In some ways this may be a drawback. The fear of social interaction in crowds will not be helpful for instance. And the viral outbreak will scare people away from tourism for some time to come.
But in some ways, the new economy will be better, more efficient than the oid one. The most notable change is the advent of the digital economy.
The digitalization of the Ghanaian economy, with electronic payment platforms and e-commerce as its fulcrum, has been a major aspiration of government and corporate Ghana’s chieftains. Progress has been steady, but much slower in practice than the rate at which digital products and services have been designed and made available to private enterprises, providers of public goods and services and households.

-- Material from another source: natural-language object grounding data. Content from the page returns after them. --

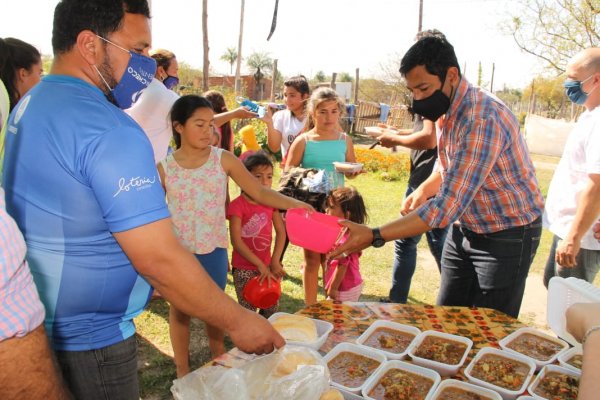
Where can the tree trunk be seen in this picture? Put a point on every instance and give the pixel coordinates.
(239, 59)
(205, 68)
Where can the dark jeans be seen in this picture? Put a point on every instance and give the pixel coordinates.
(405, 259)
(488, 270)
(109, 373)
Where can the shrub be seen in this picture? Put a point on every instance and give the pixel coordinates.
(389, 167)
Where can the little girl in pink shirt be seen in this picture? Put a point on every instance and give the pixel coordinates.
(342, 279)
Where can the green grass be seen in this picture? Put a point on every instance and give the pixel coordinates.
(383, 203)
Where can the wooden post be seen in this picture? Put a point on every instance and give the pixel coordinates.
(356, 79)
(273, 79)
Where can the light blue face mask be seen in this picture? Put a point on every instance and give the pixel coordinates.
(574, 90)
(137, 76)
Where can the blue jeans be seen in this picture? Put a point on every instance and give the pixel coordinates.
(405, 259)
(588, 264)
(109, 373)
(488, 270)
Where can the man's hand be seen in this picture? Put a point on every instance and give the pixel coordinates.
(566, 253)
(412, 202)
(581, 317)
(255, 335)
(360, 238)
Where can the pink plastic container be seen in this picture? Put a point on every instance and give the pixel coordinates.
(313, 231)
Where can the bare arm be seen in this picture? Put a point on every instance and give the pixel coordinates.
(240, 112)
(274, 137)
(424, 139)
(296, 152)
(338, 277)
(588, 209)
(280, 235)
(29, 370)
(197, 295)
(250, 185)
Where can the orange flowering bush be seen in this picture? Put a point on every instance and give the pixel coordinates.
(390, 167)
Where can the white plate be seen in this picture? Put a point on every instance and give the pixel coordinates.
(487, 393)
(396, 364)
(346, 167)
(543, 372)
(324, 328)
(443, 369)
(538, 363)
(356, 349)
(562, 294)
(567, 355)
(505, 393)
(390, 325)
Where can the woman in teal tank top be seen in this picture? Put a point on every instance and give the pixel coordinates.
(319, 147)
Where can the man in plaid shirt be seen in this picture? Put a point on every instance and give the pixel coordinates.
(485, 181)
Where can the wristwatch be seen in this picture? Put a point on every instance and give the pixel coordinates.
(378, 241)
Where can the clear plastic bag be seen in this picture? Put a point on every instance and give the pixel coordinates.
(294, 372)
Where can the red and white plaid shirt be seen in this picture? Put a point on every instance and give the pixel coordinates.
(488, 179)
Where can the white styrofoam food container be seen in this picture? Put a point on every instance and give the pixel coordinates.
(539, 363)
(543, 372)
(357, 349)
(390, 325)
(374, 131)
(347, 167)
(443, 369)
(324, 328)
(490, 394)
(505, 393)
(397, 364)
(567, 355)
(562, 294)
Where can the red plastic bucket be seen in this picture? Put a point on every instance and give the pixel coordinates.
(262, 295)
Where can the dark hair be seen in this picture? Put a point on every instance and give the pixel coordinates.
(99, 16)
(218, 102)
(299, 83)
(183, 109)
(258, 159)
(351, 202)
(163, 58)
(434, 53)
(14, 55)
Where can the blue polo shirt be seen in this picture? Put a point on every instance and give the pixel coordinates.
(76, 170)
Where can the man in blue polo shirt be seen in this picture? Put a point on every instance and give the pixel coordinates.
(81, 183)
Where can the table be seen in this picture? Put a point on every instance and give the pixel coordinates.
(484, 326)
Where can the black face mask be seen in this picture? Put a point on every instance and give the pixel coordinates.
(434, 106)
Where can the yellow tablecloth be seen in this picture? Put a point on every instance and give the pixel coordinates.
(484, 326)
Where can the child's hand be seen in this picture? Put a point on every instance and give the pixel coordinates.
(277, 269)
(266, 274)
(306, 206)
(332, 293)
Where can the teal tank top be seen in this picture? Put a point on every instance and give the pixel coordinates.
(321, 155)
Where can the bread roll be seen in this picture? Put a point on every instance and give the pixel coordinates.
(332, 394)
(296, 328)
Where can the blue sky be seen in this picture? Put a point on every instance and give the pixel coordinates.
(312, 35)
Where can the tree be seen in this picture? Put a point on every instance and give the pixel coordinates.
(230, 56)
(320, 76)
(239, 59)
(555, 30)
(345, 77)
(205, 68)
(259, 62)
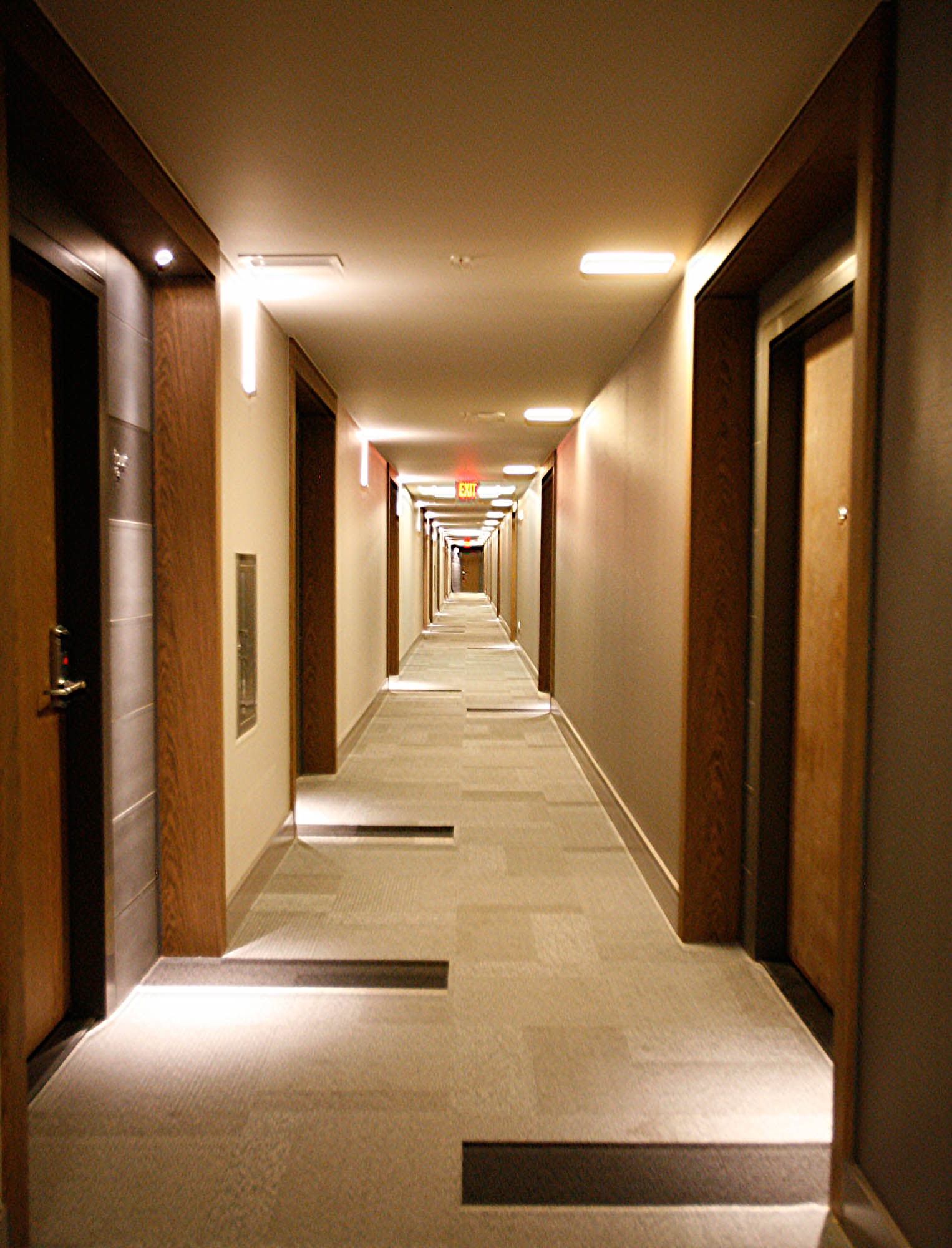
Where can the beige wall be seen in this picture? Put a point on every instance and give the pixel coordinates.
(411, 573)
(361, 577)
(621, 541)
(506, 563)
(527, 553)
(905, 1051)
(255, 521)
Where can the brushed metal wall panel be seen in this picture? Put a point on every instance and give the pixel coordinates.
(135, 854)
(130, 560)
(134, 764)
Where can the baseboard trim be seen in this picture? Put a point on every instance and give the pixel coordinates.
(527, 661)
(865, 1219)
(659, 879)
(354, 737)
(258, 877)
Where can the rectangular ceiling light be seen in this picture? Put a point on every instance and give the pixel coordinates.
(627, 263)
(294, 261)
(550, 415)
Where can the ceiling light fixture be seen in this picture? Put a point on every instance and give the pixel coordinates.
(286, 260)
(626, 263)
(550, 415)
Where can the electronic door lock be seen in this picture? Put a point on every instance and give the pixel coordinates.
(62, 690)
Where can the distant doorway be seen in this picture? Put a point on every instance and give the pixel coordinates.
(56, 343)
(315, 582)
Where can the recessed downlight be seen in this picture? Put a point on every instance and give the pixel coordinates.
(608, 264)
(550, 415)
(286, 260)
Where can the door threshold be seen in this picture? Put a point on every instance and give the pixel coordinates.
(815, 1014)
(53, 1053)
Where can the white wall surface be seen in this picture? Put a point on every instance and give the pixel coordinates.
(506, 568)
(361, 577)
(527, 553)
(255, 521)
(621, 542)
(411, 573)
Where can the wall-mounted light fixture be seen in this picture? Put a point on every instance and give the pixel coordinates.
(249, 336)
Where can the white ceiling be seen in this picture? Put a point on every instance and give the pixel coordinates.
(518, 134)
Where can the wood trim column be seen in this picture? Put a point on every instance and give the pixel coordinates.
(189, 618)
(13, 1056)
(513, 573)
(394, 580)
(711, 877)
(874, 113)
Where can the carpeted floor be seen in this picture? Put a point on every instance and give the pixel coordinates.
(240, 1115)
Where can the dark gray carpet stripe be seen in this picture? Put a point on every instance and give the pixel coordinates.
(245, 973)
(440, 832)
(642, 1175)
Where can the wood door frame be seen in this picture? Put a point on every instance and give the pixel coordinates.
(89, 744)
(394, 575)
(547, 581)
(834, 158)
(773, 618)
(36, 256)
(513, 573)
(58, 122)
(304, 373)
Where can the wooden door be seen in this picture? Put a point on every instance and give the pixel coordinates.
(44, 848)
(394, 581)
(547, 582)
(316, 587)
(820, 712)
(471, 572)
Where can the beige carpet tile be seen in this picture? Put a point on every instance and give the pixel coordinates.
(248, 1119)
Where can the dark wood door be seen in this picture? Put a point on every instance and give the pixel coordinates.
(471, 572)
(547, 581)
(394, 581)
(819, 727)
(44, 846)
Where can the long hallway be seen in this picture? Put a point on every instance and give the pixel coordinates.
(460, 831)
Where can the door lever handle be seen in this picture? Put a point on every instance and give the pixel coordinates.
(64, 691)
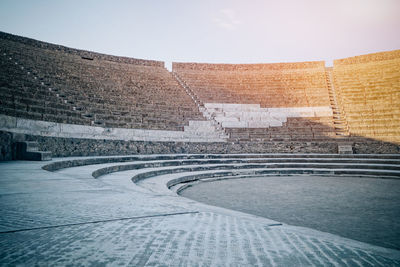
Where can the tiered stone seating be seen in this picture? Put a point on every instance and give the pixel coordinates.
(47, 82)
(242, 98)
(368, 91)
(270, 85)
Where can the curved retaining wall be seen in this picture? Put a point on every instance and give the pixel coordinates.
(63, 147)
(82, 53)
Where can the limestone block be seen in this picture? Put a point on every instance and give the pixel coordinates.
(226, 119)
(258, 124)
(275, 123)
(7, 122)
(38, 127)
(233, 124)
(213, 105)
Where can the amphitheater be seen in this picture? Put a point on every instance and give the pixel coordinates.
(96, 148)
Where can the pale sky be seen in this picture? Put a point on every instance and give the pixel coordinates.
(214, 31)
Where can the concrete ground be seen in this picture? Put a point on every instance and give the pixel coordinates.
(360, 208)
(69, 218)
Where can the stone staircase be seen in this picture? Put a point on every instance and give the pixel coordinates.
(340, 125)
(211, 122)
(28, 150)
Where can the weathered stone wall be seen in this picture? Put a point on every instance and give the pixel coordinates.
(64, 147)
(82, 53)
(61, 147)
(241, 67)
(89, 147)
(389, 55)
(5, 146)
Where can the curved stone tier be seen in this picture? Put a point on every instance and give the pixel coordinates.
(110, 220)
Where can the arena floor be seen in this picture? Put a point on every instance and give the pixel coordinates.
(364, 209)
(67, 217)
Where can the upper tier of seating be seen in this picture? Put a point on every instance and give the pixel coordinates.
(53, 83)
(270, 85)
(368, 92)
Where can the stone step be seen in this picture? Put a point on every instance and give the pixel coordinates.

There is an old adage that says “necessity is the mother of invention.” That adage is now being proved true in Ghana.
Public institutions, private enterprises and households alike are being forced to turn to digital channels by the current circumstances and are doing so with considerable aplomb. The volumes and intensity of electronic payments, e-commerce and other business activities being executed electronically have grown by several orders of magnitude.
Crucially, fire walls seem to be standing up quite firmly against the inevitable activities of would-be cyber criminals, although the degree to which this is simply because victims of cyber- crime are reluctant to publicize their fates is still uncertain; financial institutions, which are usually involved along the cyber- crime “value chain” are particularly reticent about admitting to their failings out of well- founded fears that this would make their customers lose confidence in them and their digital offerings. But the fact that far more Ghanaians are willing to engage in far more digital economic activities and financial activities than ever before suggests that they are more or less satisfied so far.
Indeed, it is now being expected that many enterprises and households will opt to stick with their current much higher than usual use of digital channels for their business and economic activities, even when the COVID 19 pandemic recedes and traditional methods become available for use once again. The proportion of financial transactions consummated through digital channels will remain higher than the pre coronavirus levels, for instance and so will the proportion of the nation’s work force that will want to work from home and the number of employers willing to let them do so.